Distrust of other races, including civilized humans, is deeply ingrained in the mind of every nomad. Even during the best of times, relations between tribes and outsiders are strained. Nomads respect elves-particularly Kagonesti- as a race that understands nature, but even then, nomads consider elves arrogant. Nomads make generalizations about other races, but they give individual members of those races the chance to prove themselves worthy of respect. Nomads inherently trust no one except members of their own tribe.
Civilized people assume that nomads lean toward chaos, but, in truth, they maintain a balance between a rigid sense of tradition and a strong commitment to individual freedom, tending to neutrality with respect to law and chaos. Similarly, their pragmatic lifestyle also leads many nomads to choose neutral alignment with respect to good and evil, rejecting those extremes in their constant struggle to survive.
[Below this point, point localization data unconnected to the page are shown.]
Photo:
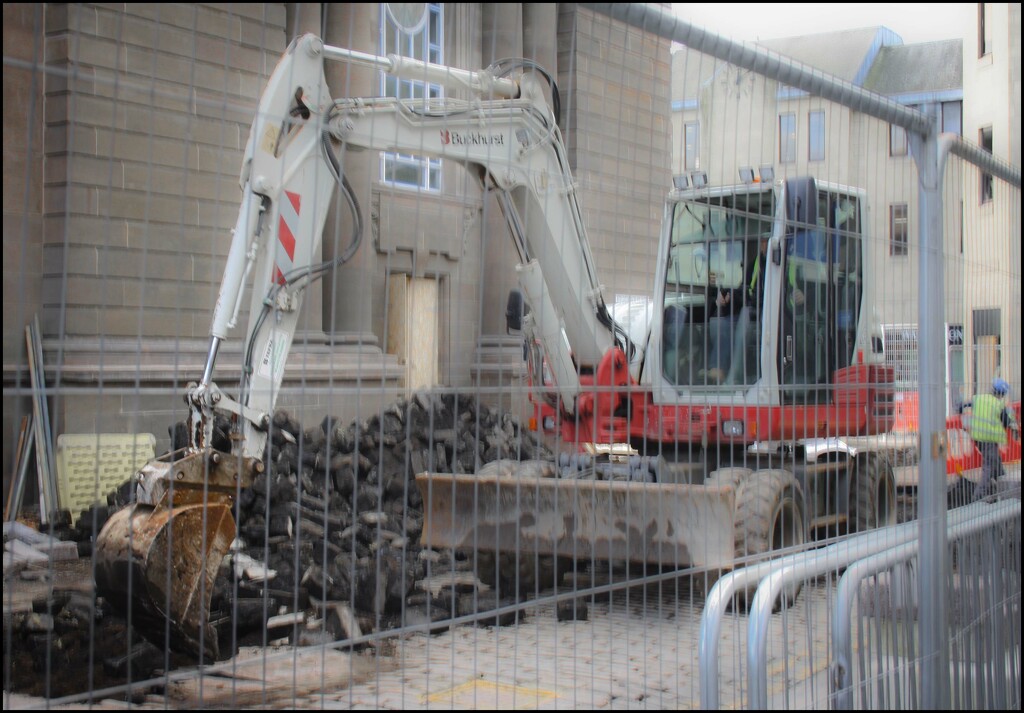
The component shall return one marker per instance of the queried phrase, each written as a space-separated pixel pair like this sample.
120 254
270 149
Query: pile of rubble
328 544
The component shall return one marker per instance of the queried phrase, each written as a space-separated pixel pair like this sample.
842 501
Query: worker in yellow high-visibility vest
990 418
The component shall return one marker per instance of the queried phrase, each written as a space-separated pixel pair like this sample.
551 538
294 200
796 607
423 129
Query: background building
124 131
725 118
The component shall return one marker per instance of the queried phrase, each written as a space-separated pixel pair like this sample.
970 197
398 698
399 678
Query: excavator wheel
704 581
872 494
522 574
770 516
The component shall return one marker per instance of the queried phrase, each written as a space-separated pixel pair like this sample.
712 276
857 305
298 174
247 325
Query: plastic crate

Barbarians carve out homes even in the most inhospitable of regions. They take pride in surviving conditions that city-raised humans find intolerable.
Barbarians often worship Chislev, a god who rewards respect and understanding of nature. During the eras in which the deities were absent, many nomad tribes reverted to ancestor worship or venerated unseen spirits of nature.
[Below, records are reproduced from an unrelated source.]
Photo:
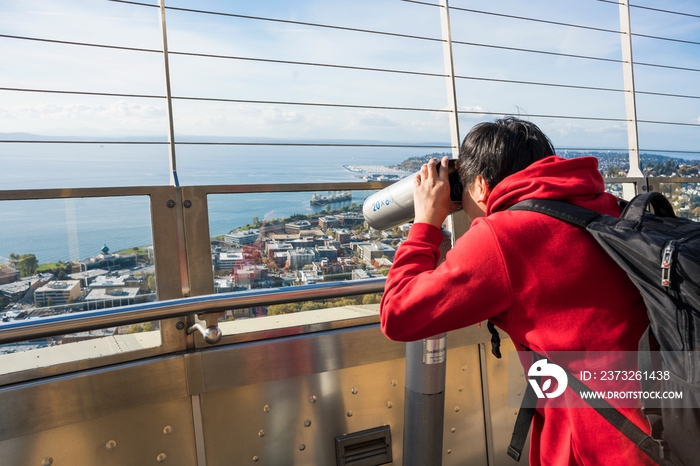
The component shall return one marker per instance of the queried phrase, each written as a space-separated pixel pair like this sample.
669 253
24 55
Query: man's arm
421 300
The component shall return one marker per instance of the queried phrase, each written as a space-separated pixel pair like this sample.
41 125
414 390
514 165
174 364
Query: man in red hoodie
546 283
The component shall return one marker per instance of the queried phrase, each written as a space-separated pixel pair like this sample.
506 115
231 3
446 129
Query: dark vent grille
366 448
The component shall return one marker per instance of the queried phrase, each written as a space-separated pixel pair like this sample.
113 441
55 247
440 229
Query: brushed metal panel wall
293 422
273 402
153 434
129 414
464 437
261 413
502 415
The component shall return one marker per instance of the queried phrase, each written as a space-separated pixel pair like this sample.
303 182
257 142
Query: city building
102 298
326 252
106 260
329 221
8 275
299 258
369 252
88 276
249 276
228 260
57 292
272 248
240 238
295 228
351 218
223 285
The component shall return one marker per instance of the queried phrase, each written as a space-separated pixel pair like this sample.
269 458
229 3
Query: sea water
77 228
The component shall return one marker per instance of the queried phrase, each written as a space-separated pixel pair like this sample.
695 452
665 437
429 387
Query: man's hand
431 194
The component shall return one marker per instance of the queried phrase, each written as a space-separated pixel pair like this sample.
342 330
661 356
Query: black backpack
661 254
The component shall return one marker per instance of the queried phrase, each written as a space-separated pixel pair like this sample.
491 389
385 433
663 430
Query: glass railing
117 193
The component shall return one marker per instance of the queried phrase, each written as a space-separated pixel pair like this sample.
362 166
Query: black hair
499 149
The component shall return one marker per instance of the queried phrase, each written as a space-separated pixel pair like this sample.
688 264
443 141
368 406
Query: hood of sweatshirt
577 181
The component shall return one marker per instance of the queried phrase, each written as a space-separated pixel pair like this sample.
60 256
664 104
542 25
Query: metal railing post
424 401
629 190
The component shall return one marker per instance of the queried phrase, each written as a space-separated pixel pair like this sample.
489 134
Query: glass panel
61 256
685 198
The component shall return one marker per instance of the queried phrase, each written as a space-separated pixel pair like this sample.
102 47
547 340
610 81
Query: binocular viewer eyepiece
393 205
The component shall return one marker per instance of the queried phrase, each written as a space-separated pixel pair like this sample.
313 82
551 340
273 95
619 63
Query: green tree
151 282
27 265
14 259
277 309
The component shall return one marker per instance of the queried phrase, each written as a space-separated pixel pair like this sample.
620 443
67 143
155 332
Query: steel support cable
642 7
334 105
294 62
543 52
571 117
535 83
287 21
535 20
229 57
608 149
230 143
23 330
572 25
83 44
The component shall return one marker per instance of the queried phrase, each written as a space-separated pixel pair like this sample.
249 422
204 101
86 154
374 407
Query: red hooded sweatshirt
546 283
Barbarians speak regional languages dependent upon their location, with varying dialects by tribe. Most tribal members also speak Common.
Barbarians take names that are descriptive of the person or a reflection of the natural world in which the tribe lives. Some names are unique to the languages and customs of the tribe, while others are indicative of the nomads' love of nature.
Tribal folk are very reluctant to leave their families and traditions behind, yet their strong sense of duty and inherent bravery serve them well when they venture into the greater world. Many nomad tribes have tests for their warriors involving quests that take them away from home. Such adventures can require a lifetime to complete.